I encountered this article on LinkedIn today:
It made a number of good points about college loan debt, occupational licensure, and other issues having to do with government interventions but it missed some very important points so I felt the need to respond with the following comments:
Wow, this article really touched a nerve.
It makes a number of salient points regarding excessive government interference in the economy but does not discuss what may be the biggest interventions of all, subsidies and bailouts of large, politically connected companies (especially the banks) and zero-percent interest rates, both of which allow zombie enterprises to keep limping along well after they should have gone out of business. The free market (that thing we don’t actually have much of) is supposed to clear out the dead wood. Bloated, inefficient, expensive producers are supposed to be cleared out so their human and capital resources can be redeployed by people with better ideas, and generally at a lower cost. If you keep the old, inefficient companies in business, surrounded by walls of politically purchased regulations, then the Schumpeterian clearing-out process cannot operate.
ZIRP also destroys the wealth of those who would save (or older people trying to live off their savings) while concentrating it in the hands of people who know how to work in financial markets. The financial sector is way larger a portion of the economy than it should be and it’s sucking the air out of the rest of the economy.
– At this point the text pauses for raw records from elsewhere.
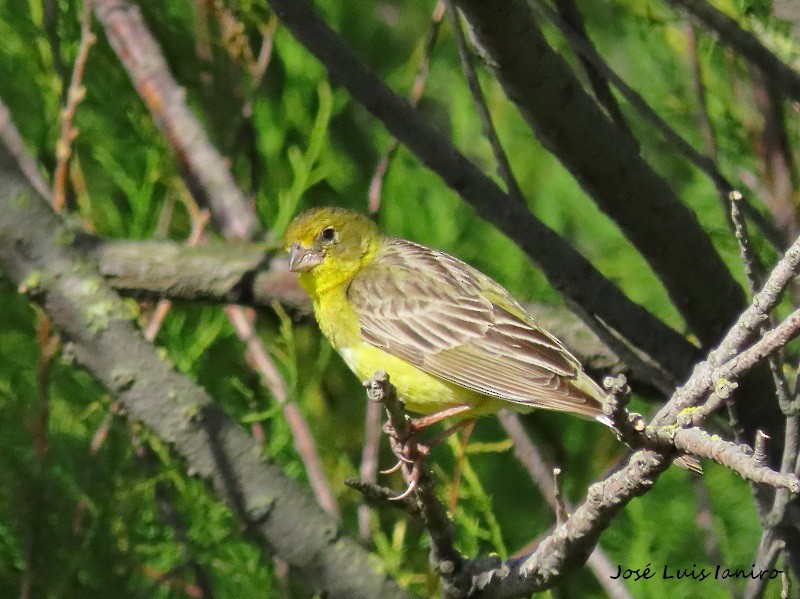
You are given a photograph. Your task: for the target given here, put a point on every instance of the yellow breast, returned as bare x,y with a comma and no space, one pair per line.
421,392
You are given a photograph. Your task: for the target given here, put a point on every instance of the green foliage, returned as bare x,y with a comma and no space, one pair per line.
87,522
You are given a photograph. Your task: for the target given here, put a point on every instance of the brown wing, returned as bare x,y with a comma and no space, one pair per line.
451,321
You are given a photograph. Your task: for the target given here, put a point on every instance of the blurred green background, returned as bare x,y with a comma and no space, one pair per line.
86,521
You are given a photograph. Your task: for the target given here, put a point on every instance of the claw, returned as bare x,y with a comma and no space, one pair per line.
413,483
394,468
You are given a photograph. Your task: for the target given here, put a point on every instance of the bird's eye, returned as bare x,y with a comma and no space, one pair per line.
328,235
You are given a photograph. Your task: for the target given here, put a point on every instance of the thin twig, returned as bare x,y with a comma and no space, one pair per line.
489,131
445,560
570,12
528,455
730,33
206,170
74,95
199,221
421,76
171,516
705,163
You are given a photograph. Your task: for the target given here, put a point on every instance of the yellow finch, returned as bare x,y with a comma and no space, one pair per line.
452,340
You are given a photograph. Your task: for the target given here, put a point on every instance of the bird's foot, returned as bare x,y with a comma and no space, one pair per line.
410,455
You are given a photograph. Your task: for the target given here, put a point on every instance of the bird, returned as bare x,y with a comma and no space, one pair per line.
454,342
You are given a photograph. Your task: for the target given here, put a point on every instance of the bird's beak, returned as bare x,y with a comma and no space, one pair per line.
303,259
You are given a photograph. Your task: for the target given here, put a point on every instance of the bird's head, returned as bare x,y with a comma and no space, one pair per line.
328,246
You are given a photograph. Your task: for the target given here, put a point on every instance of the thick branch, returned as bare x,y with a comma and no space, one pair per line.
35,255
730,33
223,273
607,163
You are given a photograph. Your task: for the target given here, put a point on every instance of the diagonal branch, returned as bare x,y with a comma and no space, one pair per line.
730,33
143,60
35,254
607,164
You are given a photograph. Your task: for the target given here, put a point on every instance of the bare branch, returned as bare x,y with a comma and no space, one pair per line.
729,32
489,132
74,95
607,164
34,255
142,57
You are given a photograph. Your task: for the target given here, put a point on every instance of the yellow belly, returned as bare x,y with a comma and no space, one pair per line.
422,392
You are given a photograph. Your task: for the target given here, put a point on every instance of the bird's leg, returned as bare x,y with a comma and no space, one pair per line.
402,448
423,421
411,453
469,426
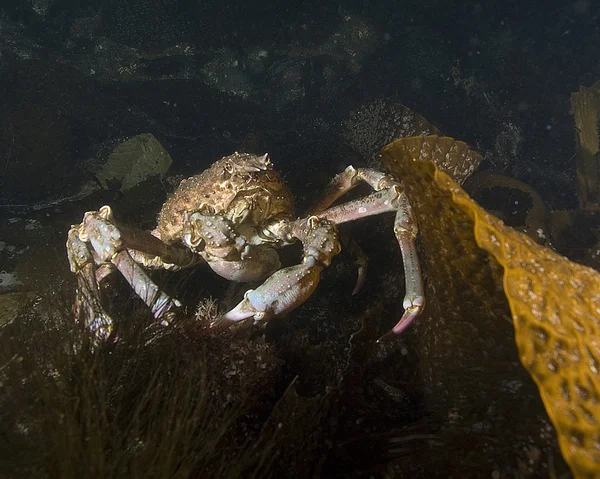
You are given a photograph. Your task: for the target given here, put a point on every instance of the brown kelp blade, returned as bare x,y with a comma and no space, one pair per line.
554,303
586,110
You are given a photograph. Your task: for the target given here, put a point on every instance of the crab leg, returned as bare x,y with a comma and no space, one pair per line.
388,199
288,288
341,184
109,247
346,181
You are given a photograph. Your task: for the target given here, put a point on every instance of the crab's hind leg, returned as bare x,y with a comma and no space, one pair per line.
288,288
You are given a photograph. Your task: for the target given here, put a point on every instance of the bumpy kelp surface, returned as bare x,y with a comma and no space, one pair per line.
475,264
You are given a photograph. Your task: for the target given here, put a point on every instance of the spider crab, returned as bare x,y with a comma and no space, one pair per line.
234,216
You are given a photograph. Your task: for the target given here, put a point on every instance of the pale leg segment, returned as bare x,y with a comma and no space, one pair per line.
391,199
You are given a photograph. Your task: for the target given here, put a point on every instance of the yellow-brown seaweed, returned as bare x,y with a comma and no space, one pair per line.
586,105
477,263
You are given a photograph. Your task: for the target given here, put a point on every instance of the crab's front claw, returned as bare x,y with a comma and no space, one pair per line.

Government intervention has also put way too many people in colleges where they don’t belong, and often at far too high a price. People are starting to figure out that the payoff for slogging through any old degree mill (or failing to after some time and expense) isn’t what it used to be. Online education is improving all the time and will put half or more colleges out of operation over the next decade or two. The same thing, frankly, should happen to public K-12 schools as well, and one can only hope it does. Too bad most people, and particularly the government, will fight this tooth and nail.
Going the other way, in the interests of fairness, young people now have to compete against workers in modernizing economies all over the world. It was nice for Americans when they were the only game in town after WWII but those days are gone, never to return.